Es stank wie Gülle / Jauche....  
Zum Vorschein kam jede Menge Fadenalgendreckklumpen, Schmodder, Kieselsteine, sonstiges und zwei tote __ Frösche ¿ (Ironie)
Warum diese es nicht geschafft haben ist mir nicht klar, der Teich war nie ganz zugefroren, 
allerdings waren unter der Eisschicht auch Gasblasen zu erkennen.
Als um 22 Uhr das Wasser nachgefüllt war, konnte ich im Filter immer noch diesen ekeligen Gestank feststellen....

Meine Pumpe steht auf 60cm Tiefe, der Bodenbereich liegt etwa bei 140cm, sollte ich das ändern ?
Ist das mit dem Gestank immer so oder geht da irgendwas komisches vor sich? 
Das Wasser war den ganzen Winter über nicht klar sondern meist trüb, gibt es da einen Zusammenhang?
Den Fischen geht es gut, augenscheinlich fit wie Turnschuhe ....


----------



## Silke (1. Apr. 2008)

*AW: Teichreinigung, es stinkt zum Himmel...*

Hallo Ralf,
ich würde sagen, daß es ziemlich normal ist. Was mich allerdings wundert - wo kommt denn in einem Jahr so viel Schlamm her? Muss ja viel Laub reingefallen sein... und wahrscheinlich Fadenalgen, die du nicht abgesammelt hast??
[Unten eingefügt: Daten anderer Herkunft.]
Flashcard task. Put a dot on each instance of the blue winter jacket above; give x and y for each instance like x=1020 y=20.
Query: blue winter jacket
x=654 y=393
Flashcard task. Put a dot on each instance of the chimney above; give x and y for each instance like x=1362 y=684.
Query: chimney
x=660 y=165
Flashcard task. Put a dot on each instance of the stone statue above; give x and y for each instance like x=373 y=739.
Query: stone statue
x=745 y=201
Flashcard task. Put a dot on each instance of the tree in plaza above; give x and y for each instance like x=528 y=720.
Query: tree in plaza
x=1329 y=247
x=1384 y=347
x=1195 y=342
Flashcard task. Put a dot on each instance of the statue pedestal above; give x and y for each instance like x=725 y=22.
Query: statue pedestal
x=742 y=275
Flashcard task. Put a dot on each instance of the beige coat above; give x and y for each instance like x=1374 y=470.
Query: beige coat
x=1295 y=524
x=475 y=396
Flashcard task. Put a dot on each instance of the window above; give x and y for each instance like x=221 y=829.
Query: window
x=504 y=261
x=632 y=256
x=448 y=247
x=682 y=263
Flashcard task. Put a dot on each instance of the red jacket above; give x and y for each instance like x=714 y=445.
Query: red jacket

Ich werde auch bald eine Reinigungsaktion starten, nur war es mir bisher zu kalt. Ich muss nämlich ins Wasser rein, um überall hinzukommen. Da hatte ich bisher noch keine Lust - letzte Woche lag noch Schnee.

Zu deiner Beruhigung: 2 tote __ Frösche sind nicht allzu tragisch. Ich habe selbst eben einen toten Frosch entsorgt, der in meinem Mini-Teich lag. Dieser war auch nur 2-3 Tage zugefroren, ich habe einen Eisfreihalter und es lag kein Laub auf dem Boden. Natürliche Auslese, denke ich mal. Im Gegensatz zu den Vorjahren, wo mir mehr als 100 Frösche eingegangen sind, war das zu verkraften.


----------



## wp-3d (1. Apr. 2008)

*AW: Teichreinigung, es stinkt zum Himmel...*

Hallo Ralf

Ich kann dich einfach nicht mehr verstehen  
Warum nimmst du keinen Rat an  
Zu diesem Thema wollte ich eigentlich nichts mehr Schreiben, aber bevor dir alles den Bach hinunter geht, mache ich es nochmal.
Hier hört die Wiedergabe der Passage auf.